NewFake creates a new instance of the Fake LLM model with the provided response function and options.

func NewSimpleFake added in v0.0.58

func NewSimpleFake(resultText string, optFns ...func(o *FakeOptions)) *Fake

NewSimpleFake creates a simple instance of the Fake LLM model with a fixed response for all inputs.

func (*Fake) Callbacks added in v0.0.14

func (l *Fake) Callbacks() []schema.Callback

Callbacks returns the registered callbacks of the model.

func (*Fake) Generate added in v0.0.14

func (l *Fake) Generate(ctx context.Context, prompt string, optFns ...func(o *schema.GenerateOptions)) (*schema.ModelResult, error)

Generate generates text based on the provided prompt and options.

func (*Fake) InvocationParams added in v0.0.27

func (l *Fake) InvocationParams() map[string]any

InvocationParams returns the parameters used in the model invocation.

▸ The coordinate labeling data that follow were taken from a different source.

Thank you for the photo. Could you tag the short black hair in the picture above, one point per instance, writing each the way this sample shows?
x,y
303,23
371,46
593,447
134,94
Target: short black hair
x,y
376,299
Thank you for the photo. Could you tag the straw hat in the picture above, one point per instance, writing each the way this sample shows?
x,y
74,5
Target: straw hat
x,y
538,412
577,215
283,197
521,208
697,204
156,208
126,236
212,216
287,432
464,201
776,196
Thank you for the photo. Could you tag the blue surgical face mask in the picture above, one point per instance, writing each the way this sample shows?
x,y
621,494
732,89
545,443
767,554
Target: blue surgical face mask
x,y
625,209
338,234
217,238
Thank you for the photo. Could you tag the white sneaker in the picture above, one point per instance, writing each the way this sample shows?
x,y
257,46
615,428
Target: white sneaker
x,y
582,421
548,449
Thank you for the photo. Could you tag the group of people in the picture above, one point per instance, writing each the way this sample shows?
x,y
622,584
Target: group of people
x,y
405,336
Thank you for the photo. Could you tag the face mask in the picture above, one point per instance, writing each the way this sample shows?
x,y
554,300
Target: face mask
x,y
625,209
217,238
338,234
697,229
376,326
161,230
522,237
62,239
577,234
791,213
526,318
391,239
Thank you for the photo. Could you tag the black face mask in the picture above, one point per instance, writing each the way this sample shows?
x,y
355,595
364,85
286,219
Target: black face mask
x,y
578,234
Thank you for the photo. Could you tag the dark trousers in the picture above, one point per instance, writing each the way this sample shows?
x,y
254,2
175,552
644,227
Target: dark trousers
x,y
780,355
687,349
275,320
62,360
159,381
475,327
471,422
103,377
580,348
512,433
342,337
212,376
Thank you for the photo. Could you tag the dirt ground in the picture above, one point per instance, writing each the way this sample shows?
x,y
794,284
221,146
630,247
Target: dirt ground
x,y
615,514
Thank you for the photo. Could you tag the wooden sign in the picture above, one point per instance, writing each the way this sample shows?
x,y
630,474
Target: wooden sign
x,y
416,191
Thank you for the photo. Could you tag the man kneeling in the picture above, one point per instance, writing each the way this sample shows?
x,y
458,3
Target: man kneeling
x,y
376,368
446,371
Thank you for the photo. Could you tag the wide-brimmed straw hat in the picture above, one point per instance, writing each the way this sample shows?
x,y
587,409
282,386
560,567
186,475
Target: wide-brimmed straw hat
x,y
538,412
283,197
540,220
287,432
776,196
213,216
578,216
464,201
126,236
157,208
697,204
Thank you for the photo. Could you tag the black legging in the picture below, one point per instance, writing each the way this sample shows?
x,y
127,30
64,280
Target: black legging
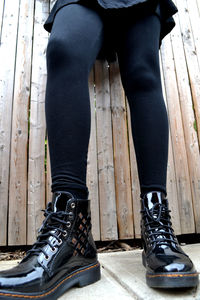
x,y
74,43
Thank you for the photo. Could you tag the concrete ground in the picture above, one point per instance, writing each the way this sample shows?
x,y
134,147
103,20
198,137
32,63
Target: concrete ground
x,y
123,277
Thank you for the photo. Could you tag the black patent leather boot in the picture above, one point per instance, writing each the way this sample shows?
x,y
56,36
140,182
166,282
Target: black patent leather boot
x,y
63,256
167,265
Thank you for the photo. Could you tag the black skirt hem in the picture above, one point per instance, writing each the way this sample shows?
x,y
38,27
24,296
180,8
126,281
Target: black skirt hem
x,y
165,9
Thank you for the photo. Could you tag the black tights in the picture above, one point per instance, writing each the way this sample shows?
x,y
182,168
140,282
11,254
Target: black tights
x,y
74,43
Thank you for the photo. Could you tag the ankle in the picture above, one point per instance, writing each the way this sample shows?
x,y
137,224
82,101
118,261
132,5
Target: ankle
x,y
79,194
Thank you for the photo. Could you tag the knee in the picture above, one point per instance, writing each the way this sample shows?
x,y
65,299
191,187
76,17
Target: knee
x,y
61,52
142,78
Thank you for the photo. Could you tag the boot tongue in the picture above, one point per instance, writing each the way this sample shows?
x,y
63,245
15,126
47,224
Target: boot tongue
x,y
60,200
152,198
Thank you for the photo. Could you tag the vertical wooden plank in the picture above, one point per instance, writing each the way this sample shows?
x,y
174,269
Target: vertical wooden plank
x,y
92,172
1,16
195,25
36,169
191,58
108,217
178,141
186,105
18,169
171,176
134,177
48,166
121,156
7,69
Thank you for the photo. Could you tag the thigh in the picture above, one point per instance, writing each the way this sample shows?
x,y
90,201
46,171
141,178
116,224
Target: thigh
x,y
138,49
77,32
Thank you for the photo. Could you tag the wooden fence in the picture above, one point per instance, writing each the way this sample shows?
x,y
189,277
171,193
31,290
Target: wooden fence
x,y
112,177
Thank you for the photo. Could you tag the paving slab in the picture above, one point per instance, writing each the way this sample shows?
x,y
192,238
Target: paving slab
x,y
123,278
127,269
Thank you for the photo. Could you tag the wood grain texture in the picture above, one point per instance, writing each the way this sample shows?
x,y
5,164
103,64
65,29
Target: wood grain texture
x,y
121,156
7,73
105,154
178,140
92,170
36,168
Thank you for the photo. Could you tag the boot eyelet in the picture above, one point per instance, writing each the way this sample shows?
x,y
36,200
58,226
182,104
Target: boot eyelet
x,y
68,224
59,242
73,205
65,233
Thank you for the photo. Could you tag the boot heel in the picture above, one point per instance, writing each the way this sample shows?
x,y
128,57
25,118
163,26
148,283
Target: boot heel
x,y
89,276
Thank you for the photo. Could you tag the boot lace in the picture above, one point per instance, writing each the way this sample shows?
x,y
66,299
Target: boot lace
x,y
52,222
158,225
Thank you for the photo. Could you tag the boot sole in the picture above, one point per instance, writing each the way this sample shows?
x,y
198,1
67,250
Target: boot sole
x,y
81,277
171,280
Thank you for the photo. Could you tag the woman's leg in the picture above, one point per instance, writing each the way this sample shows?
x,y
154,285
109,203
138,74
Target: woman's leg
x,y
138,54
74,43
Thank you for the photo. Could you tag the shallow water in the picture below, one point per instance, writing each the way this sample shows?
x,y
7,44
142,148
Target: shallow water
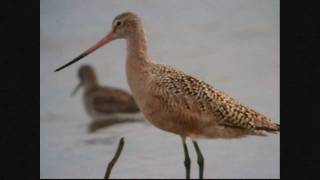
x,y
233,45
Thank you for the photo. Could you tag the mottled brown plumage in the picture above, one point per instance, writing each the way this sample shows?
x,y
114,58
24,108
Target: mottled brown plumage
x,y
101,101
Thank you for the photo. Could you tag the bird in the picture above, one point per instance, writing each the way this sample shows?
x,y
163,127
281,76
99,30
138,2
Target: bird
x,y
175,101
102,101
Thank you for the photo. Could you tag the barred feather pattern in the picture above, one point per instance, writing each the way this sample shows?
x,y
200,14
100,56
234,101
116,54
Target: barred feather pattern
x,y
226,110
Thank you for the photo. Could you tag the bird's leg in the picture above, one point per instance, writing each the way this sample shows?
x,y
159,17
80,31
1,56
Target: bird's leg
x,y
187,161
200,159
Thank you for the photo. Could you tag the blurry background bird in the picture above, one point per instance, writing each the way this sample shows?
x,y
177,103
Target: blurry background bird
x,y
104,104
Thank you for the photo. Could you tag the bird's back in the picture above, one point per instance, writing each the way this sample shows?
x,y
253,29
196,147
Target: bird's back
x,y
184,96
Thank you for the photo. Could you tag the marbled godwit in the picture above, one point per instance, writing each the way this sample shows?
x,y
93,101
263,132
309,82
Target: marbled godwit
x,y
101,101
176,102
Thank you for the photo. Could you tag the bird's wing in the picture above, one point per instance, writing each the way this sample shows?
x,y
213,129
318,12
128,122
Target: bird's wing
x,y
197,96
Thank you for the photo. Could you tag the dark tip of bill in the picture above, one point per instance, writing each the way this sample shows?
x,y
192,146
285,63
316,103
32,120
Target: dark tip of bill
x,y
71,62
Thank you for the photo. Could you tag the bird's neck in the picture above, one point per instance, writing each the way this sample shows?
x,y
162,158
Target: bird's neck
x,y
138,61
91,84
137,50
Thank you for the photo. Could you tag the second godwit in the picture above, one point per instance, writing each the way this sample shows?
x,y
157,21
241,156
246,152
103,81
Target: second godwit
x,y
176,102
102,101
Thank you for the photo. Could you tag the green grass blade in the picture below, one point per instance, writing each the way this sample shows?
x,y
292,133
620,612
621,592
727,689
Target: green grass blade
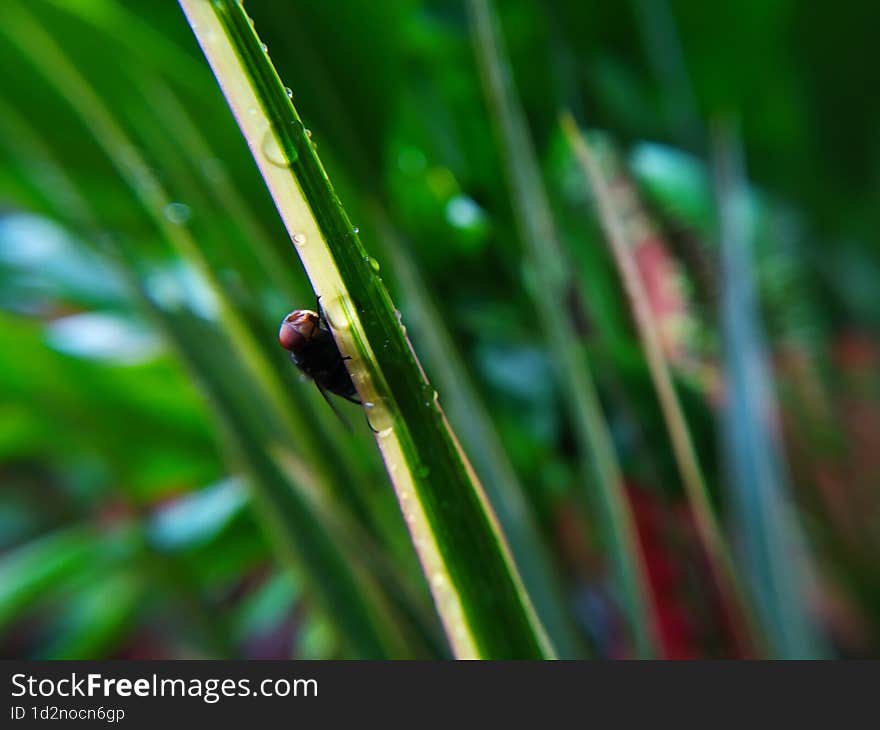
x,y
547,261
469,416
476,589
775,559
683,449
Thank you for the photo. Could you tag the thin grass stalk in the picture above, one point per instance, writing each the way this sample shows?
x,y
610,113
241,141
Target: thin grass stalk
x,y
482,604
775,557
535,223
708,528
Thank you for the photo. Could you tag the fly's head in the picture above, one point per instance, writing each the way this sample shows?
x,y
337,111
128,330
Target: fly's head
x,y
298,329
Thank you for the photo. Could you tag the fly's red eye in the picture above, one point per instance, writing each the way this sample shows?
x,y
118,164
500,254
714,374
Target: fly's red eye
x,y
289,338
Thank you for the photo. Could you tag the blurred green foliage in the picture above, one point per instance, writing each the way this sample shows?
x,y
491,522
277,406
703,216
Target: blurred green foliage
x,y
139,449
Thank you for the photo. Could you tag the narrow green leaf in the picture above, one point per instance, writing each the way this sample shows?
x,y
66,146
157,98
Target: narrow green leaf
x,y
692,477
548,262
775,559
477,591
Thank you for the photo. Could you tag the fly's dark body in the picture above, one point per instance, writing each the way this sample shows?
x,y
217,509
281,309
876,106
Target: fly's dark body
x,y
306,336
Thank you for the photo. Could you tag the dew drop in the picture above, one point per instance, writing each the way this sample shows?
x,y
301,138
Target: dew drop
x,y
177,213
336,311
379,418
273,151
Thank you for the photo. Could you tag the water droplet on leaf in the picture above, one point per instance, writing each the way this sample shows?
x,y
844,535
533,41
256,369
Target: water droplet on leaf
x,y
177,213
273,151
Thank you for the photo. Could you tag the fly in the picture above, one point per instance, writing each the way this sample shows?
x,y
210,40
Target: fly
x,y
307,337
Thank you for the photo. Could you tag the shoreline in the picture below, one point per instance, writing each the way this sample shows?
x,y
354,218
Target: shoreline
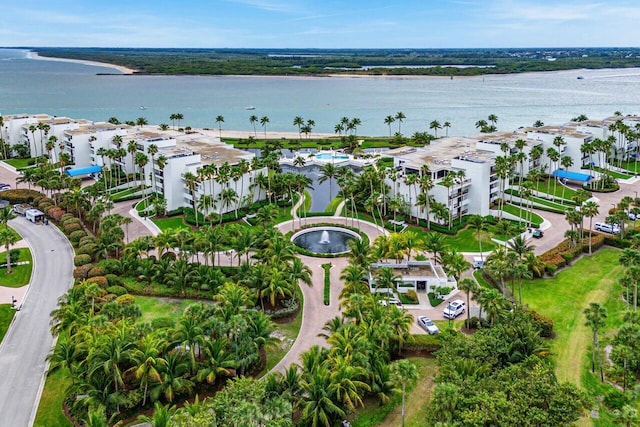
x,y
123,70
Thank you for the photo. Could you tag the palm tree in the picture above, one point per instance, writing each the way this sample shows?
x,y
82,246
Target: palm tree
x,y
446,127
298,121
590,210
388,121
253,119
596,315
468,285
403,372
8,238
219,121
328,171
263,121
147,359
480,226
400,118
435,125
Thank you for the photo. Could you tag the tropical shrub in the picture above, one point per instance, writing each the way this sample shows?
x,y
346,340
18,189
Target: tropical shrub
x,y
99,280
20,195
116,290
81,259
76,235
80,272
96,271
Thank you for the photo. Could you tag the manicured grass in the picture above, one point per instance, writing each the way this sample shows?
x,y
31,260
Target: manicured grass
x,y
155,308
464,241
50,407
20,274
288,332
6,315
554,188
327,283
333,205
615,174
523,213
174,222
416,401
564,297
19,163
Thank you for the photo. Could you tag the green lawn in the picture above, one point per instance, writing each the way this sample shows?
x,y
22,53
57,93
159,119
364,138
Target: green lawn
x,y
19,163
523,213
333,205
155,308
554,189
174,222
50,407
464,241
288,332
416,401
615,174
565,296
6,314
20,274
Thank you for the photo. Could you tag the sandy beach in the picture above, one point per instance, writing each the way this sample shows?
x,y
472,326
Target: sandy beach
x,y
123,70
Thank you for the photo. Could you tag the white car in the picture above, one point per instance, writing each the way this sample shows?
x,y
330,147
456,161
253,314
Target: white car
x,y
391,301
454,309
427,324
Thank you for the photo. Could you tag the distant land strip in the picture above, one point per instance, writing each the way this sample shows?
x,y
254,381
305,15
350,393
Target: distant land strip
x,y
366,62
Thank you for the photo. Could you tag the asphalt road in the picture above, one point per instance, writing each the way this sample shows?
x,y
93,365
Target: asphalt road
x,y
28,341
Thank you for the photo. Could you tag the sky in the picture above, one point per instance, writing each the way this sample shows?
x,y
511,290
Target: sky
x,y
320,23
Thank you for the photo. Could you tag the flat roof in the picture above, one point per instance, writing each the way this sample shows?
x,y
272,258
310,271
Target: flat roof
x,y
441,152
83,171
573,176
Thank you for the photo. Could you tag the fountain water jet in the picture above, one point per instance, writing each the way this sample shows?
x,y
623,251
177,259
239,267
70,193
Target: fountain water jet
x,y
324,238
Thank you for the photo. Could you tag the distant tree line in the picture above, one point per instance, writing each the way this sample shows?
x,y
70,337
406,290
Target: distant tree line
x,y
445,62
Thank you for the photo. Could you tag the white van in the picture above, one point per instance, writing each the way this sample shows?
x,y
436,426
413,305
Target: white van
x,y
478,262
607,228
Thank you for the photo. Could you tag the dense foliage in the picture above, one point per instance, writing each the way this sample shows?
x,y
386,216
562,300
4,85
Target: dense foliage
x,y
501,376
443,62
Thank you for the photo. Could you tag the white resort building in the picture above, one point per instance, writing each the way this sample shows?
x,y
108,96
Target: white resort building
x,y
93,146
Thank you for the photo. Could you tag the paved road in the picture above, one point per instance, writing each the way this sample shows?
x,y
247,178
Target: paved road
x,y
26,345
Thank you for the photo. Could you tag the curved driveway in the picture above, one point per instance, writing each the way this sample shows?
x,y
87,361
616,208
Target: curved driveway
x,y
28,341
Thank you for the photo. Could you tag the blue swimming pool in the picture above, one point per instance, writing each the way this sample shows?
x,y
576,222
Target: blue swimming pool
x,y
329,156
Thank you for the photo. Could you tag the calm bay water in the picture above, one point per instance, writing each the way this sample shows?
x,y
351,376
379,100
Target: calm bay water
x,y
74,90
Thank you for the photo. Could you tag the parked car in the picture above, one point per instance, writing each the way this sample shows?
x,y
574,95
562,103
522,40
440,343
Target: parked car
x,y
454,309
427,324
391,301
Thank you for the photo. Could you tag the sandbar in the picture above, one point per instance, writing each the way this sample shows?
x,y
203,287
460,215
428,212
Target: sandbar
x,y
123,70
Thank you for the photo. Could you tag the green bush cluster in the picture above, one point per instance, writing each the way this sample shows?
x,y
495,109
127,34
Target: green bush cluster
x,y
20,195
82,259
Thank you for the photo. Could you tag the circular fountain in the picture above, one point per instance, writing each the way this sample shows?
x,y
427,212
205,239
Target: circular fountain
x,y
325,240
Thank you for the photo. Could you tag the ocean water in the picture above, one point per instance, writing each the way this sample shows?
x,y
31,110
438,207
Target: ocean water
x,y
75,90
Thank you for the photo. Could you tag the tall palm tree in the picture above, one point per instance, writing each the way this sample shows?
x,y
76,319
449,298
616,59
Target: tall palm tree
x,y
590,210
404,372
388,121
595,319
219,121
264,121
400,118
328,171
468,285
8,238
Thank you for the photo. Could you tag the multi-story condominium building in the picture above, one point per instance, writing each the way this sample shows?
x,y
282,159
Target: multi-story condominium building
x,y
35,130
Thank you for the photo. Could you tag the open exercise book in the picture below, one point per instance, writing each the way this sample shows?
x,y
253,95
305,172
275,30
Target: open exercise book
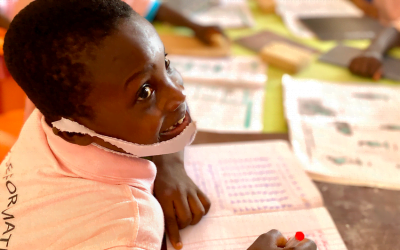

func (*Fake) Type added in v0.0.14

func (l *Fake) Type() string

Type returns the type of the model.

func (*Fake) Verbose added in v0.0.14

func (l *Fake) Verbose() bool

Verbose returns the verbosity setting of the model.

type FakeOptions added in v0.0.31

type FakeOptions struct {
	*schema.CallbackOptions `map:"-"`
	schema.Tokenizer        `map:"-"`
	LLMType                 string `map:"-"`
}

FakeOptions contains options for configuring the Fake LLM model.

type FakeResultFunc added in v0.0.58

type FakeResultFunc func(ctx context.Context, prompt string) (*schema.ModelResult, error)

FakeResultFunc is a function type for generating fake responses based on a prompt.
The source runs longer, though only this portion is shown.